SIMPLE AMAZING GUIDE TO SUCCESS




        The bedrock secret of success can be summarized as this: Find a place in the system where you manage others. To find such a place if you start with no inherited wealth, you must be more intelligent, ambitious, and vigorous than your competition. And if you are to succeed greatly in the world’s terms, you must also be lucky –and ruthless. Live with wolves, and you will learn to howl.
        Once you find your place, you must be able to keep it, defend it against attack from your rivals, and improve upon it. Many will contend for your place because such places reward the holder inordinately, to hold it, you must be clearheaded –and ruthless.
        You will know the people to know in your world, and they will know you and trust and use you as you use them. There is understanding in these matters: You do favors and carry out certain assigned undertakings: you know what should be done and what cannot be, and you know what your share will be. In return for your goodwill and services, you have the backing of sponsors with even greater power. And so you work your way up and up.
        The common thread that runs through most of the great success stories in the cut-throat, complex world of business is this; a majority of those who rise to the top are adept in the art of managing others. Part of their talent as managers is perhaps innate, part perhaps acquired through experience, and part no doubt a reflection of the acute intelligence peculiar to some, but not all, of the successful.
      There are books in vast profusion examining and analyzing the management techniques of successful corporation executives and business tycoons. But most of these volumes are simply recitations of theories widely held to be fact in corporate circles and by academics part of the standard MBA curriculum. They are, that is purveyors of conventional wisdom which is, as is well known to successful managers invariably wrong. These works go on superficially at great length and serve only to entrench error.
       Machiavelli, one of the great theorists on the exercise of power. It was Machiavelli, author of the most celebrated treatise yet written on leadership and statecraft, The Prince, who counseled the Medicis thusly: “A man who wishes to make a profession of goodness in everything must necessarily come to grief among so many who are not good. Therefore, it is necessary to learn how not to be good, and use this knowledge and not use it, according to the necessity of the case.

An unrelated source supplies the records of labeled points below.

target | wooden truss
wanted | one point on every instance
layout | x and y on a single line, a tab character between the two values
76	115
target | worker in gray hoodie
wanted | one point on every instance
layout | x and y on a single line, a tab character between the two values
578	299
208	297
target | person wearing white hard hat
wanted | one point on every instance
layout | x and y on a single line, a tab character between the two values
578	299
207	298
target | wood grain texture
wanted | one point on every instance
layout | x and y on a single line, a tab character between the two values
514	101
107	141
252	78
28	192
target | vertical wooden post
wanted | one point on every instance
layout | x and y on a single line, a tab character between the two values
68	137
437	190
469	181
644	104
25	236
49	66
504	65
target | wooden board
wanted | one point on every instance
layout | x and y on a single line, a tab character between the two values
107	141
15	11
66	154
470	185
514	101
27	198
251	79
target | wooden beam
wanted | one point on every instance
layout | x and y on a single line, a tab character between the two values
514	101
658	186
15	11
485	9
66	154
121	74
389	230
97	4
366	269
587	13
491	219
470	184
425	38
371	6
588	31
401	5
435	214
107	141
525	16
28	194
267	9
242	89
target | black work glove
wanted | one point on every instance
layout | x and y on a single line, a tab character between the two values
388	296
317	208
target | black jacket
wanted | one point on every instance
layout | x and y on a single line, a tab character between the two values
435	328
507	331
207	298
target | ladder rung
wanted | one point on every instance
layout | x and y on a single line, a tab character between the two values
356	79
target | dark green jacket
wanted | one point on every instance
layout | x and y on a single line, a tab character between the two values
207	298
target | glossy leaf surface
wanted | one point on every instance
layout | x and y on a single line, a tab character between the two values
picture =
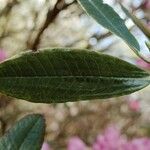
62	75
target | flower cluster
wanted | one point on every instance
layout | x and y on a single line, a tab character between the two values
111	139
2	55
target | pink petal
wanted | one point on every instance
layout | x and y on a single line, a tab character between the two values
2	55
45	146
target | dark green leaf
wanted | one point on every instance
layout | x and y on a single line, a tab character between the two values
62	75
27	134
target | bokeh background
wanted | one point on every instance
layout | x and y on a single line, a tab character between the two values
36	24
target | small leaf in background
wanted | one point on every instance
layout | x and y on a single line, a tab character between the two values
63	75
108	18
27	134
138	22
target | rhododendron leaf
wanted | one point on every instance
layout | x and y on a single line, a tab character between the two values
27	134
137	21
63	75
108	18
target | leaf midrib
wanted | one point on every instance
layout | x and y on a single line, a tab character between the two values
115	77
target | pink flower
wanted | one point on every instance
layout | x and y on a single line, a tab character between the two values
134	105
45	146
143	64
146	4
138	144
2	55
76	143
110	140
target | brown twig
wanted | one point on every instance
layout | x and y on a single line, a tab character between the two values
51	16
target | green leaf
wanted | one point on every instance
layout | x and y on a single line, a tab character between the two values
62	75
138	22
27	134
108	18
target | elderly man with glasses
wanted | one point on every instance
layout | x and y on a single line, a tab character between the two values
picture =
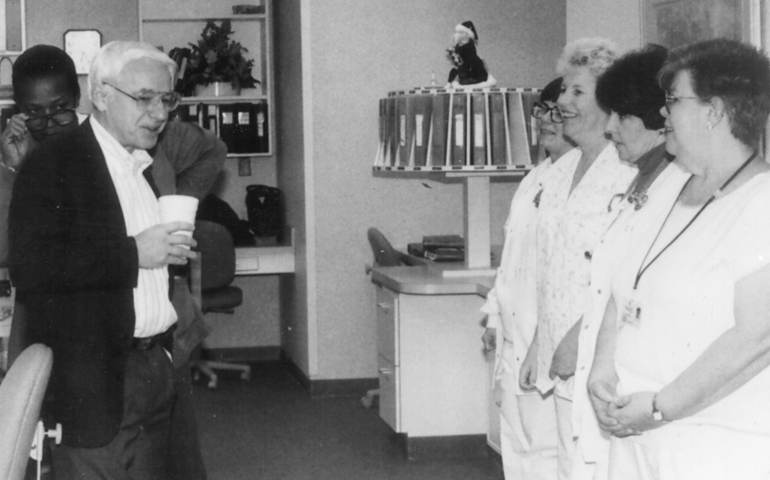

       The world at large today, as in its past, turns on greed and fear. Citizens of the United States of America particularly, looking back on their country’s last half century especially, and into its next, know this –or should. And as the philosopher Nietzsche observed: “on the heights it is warmer than people in the valleys suppose, especially in winter.”
        As we all know, there is plenty of rooms at the top –though never enough to sit down.